|
|
||
Биографическое |
Мне было два или три года; не знаю, когда у людей начинается память. Мама, после того, как вышла замуж и родила меня, первую дочку, внучку, первую племянницу, по-прежнему часто навещала родных. Ездила из города "домой" - к бабушке моей, младшим братьям и сестре Верочке.
Поселок Коксовый, где они жили тогда - сначала в "стандарте", потом в собственной землянке - находится на правом берегу реки Северский Донец, в районе Белой Калитвы, на выступающей древней гряде донецкого кряжа - Золотого Рога. Это недалеко от границы с Украиной.
Донецкий кряж миллионы лет назад окаймлял с северо-востока остатки древнего океана Тетис. Море тянулось отсюда на запад почти через всю Европу и оставило по себе мощный меловой след. Белгород наш, Белград заграничный - все это меловые горы древнего океана. Белые горы. Бесчисленные миллиарды крошечных раковин.
Река Донец вьется по северной бахромчатой стороне кряжа, отчего южный правый берег часто значительно выше левого. Позже плоскогорье понижается, Донец огибает его и впадает в Дон. Из-за притоков возвышенность разрезана живописными балками, на них много поселений. Поселок весь пересеченный - тянется от балки до балки. Спускаешься на большую глубину, переходишь по камушкам или мосточку ручей, поднимаешься, цепляясь за плитняк, и идешь дальше горбом, верхом.
Возле крутых тропинок в самом низу балки, в дебрях терновника и повилики встречаются родники.

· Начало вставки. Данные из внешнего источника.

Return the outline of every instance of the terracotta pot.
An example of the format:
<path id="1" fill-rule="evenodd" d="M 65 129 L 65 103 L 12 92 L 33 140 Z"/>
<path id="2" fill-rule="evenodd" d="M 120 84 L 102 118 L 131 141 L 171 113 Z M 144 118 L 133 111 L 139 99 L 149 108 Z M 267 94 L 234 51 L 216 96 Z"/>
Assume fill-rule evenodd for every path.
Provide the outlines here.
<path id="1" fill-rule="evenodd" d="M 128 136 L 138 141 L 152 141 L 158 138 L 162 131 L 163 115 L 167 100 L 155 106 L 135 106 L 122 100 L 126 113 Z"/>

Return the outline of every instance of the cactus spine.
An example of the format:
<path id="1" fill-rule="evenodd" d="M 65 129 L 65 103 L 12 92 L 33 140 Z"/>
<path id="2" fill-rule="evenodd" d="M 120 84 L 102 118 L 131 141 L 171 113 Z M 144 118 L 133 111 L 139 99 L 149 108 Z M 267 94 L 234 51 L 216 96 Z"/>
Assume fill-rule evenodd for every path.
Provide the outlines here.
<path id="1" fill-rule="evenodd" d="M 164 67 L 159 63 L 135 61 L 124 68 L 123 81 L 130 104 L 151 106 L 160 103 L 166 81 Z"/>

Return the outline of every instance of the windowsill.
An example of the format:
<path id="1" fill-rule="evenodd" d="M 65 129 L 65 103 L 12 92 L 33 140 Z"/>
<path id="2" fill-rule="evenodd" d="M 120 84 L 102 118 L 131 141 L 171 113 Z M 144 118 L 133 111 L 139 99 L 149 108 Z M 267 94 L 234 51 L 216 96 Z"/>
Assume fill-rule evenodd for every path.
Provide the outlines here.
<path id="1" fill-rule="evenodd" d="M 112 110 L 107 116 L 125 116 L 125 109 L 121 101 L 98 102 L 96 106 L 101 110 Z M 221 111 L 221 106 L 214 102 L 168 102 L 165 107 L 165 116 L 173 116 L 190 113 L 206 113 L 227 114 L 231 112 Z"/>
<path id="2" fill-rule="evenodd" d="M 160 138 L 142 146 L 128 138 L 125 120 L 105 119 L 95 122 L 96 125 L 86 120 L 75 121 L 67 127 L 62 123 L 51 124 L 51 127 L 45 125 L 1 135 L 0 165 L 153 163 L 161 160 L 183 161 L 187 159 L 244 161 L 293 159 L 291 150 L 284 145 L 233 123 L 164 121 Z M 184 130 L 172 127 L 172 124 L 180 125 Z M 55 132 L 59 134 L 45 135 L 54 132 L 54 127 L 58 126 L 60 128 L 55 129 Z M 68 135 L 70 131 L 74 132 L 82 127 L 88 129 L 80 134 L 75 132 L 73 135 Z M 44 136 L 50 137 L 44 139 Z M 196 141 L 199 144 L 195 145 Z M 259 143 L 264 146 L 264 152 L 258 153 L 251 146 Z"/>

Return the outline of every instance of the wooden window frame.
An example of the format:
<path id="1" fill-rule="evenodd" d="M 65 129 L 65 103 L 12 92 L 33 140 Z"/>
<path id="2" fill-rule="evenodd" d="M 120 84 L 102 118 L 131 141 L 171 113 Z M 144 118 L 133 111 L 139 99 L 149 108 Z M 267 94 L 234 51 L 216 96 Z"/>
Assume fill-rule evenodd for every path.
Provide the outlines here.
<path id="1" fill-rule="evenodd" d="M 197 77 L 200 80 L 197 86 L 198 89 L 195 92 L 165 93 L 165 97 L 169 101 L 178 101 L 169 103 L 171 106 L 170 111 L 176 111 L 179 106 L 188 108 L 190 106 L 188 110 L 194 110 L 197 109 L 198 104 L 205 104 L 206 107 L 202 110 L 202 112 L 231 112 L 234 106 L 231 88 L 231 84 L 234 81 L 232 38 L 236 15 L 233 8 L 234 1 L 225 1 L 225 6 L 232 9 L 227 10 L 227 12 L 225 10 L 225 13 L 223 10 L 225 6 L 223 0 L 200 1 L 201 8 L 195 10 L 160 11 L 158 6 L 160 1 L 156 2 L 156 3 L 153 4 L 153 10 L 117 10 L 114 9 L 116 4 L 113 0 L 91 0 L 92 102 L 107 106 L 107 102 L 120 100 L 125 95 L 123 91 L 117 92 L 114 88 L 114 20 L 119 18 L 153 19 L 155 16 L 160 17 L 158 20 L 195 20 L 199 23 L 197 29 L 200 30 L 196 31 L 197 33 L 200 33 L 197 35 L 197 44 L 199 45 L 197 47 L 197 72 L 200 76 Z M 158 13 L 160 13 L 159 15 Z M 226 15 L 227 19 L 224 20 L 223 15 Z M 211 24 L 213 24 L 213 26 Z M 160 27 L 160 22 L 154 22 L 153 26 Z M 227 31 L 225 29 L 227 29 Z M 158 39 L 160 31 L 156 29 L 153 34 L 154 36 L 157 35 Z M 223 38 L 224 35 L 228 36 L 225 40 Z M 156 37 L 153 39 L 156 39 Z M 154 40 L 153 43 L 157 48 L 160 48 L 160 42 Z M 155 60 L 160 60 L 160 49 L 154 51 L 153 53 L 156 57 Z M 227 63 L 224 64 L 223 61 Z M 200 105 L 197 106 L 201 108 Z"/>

Кто-то обязательно ухаживает за ними. Вделана труба для удобства стока, к ней привязана алюминиевая кружка. Можно пить. Положен плоский камень-подставка для ведра или пластиковой бутыли. Ниже камня, в песчаном озерце, взмученном крошечными родниковыми тайфунами, мотаются соринки. По поверхности носятся водомерки. В глубине блестят монеты, наполовину зарытые в песок. Ручей кое-где перегорожен маленькими плотинками, бочажками. Там купаются в жару.
Наверху степь. Блеклое разнотравье лета с сочными колючками, пятнышками сиреневых бессмертников и дрожащими пучками седой ковыли скоро утомляет глаз. По горизонту там и сям торчат мертвые терриконы. На охряной дороге сереют лысые выходы гранита, попадаются кругляши коровьего навоза. Сухая жара. Пахнет чабрецом, зверобоем, где-то свинарником. Вдали, на склоне, голубое пятно кладбища: кресты, оградки здесь любят красить в небесный цвет. Усталое безоблачное небо прячет жаворонка, его едва видно; мирные тихие трели дополняют картину сонного царства.
В таких местах приятно ловить саранчу-кобылку. Стрекочет в траве, а ты бежишь, спугиваешь, кобылка взлетает и садится на дорожку. Подкрылки у нее в полете голубые. Редко бывают розоватые, но это удача. Крадешься, опускаешься на колени, ладошка лодочкой - накрываешь. Поймал! Кобылка не кусается, это же не кузнечик. Держишь ее в пальцах, растягиваешь нежные подкрылки, любуешься...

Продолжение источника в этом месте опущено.